Então, como explicar esse versículo: "... e o pão que eu der é a minha carne, que eu darei pela vida do mundo" (Jô 6.51)? Será que com isso Jesus não estava ensinando sobre a eucaristia, quando os seus seguidores iriam alimentar-se dele por meio da hóstia num tempo futuro? Não necessariamente. A Bíblia ensina, sem sombra de dúvidas, que a vida eterna viria por meio de sua morte na cruz, dando seu corpo, isto é, sua carne para ser sacrificada. E isso está em perfeita concordância com o restante das Escrituras. Veja como o apóstolo Paulo entendeu essa questão: "Porque ele é a nossa paz, o qual de ambos os povos fez um; e, derrubando a parede de separação que estava no meio, na sua carne desfez a inimizade" (Ef 2.14).
A Bíblia nos diz que Cristo realmente deu seu sangue e sua carne ao mundo para alcançarmos a vida eterna. Vejamos: "E que, havendo por ele feito a paz pelo sangue da sua cruz, por meio dele reconciliasse consigo mesmo todas as coisas, tanto as que estão na terra, como as que estão nos céus. A vós também, que noutro tempo éreis estranhos, e inimigos no entendimento pelas vossas obras más, agora contudo vos reconciliou no corpo da sua carne, pela morte, para perante ele vos apresentar santos, e irrepreensíveis, e inculpáveis" (CI 1.20-22) e "Pelo novo e vivo caminho que ele nos consagrou, pelo véu, isto é, pela sua carne" (Hb 10.20).

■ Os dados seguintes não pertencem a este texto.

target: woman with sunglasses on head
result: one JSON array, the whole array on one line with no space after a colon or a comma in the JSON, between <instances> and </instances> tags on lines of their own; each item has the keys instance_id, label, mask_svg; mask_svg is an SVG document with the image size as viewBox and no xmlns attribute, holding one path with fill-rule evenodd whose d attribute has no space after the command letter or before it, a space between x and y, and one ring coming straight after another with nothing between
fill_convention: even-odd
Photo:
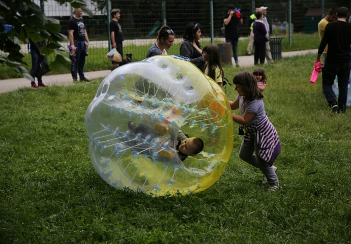
<instances>
[{"instance_id":1,"label":"woman with sunglasses on head","mask_svg":"<svg viewBox=\"0 0 351 244\"><path fill-rule=\"evenodd\" d=\"M156 43L148 51L146 57L155 55L167 55L166 50L169 49L174 41L174 33L169 26L163 25L158 32Z\"/></svg>"},{"instance_id":2,"label":"woman with sunglasses on head","mask_svg":"<svg viewBox=\"0 0 351 244\"><path fill-rule=\"evenodd\" d=\"M199 42L202 35L201 28L199 23L190 23L185 26L183 34L184 41L181 45L180 54L182 56L189 58L191 63L203 72L205 62Z\"/></svg>"}]
</instances>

A conclusão a que chegamos, lendo o contexto, é que o "alimentar-se" de Jesus (seu corpo), por meio da sua carne e do seu sangue, é a mesma figura de linguagem utilizada por ele em João 4.14: "Mas aquele que beber da água que eu lhe der nunca terá sede, porque a água que eu lhe der se fará nele uma fonte de água que salte para a vida eterna". Assim como essa "água" era espiritual, a bebida e a comida também, tanto é que quando os discípulos entenderam de modo literal essa mensagem Jesus prontamente os corrigiu explicando que: "O espírito é o que vivifica, a carne para nada aproveita; as palavras que eu vos disse são espírito e vida" (Jo 6.63). O "alimentar-se" de Cristo seria "crer nele", quando então o Pai entregaria seu Filho na cruz para ser sacrificado por nossos pecados. Muitos pais da igreja primitiva concordavam com este ponto de vista, entre eles Agostinho; considerado um dos maiores doutores da Igreja Católica.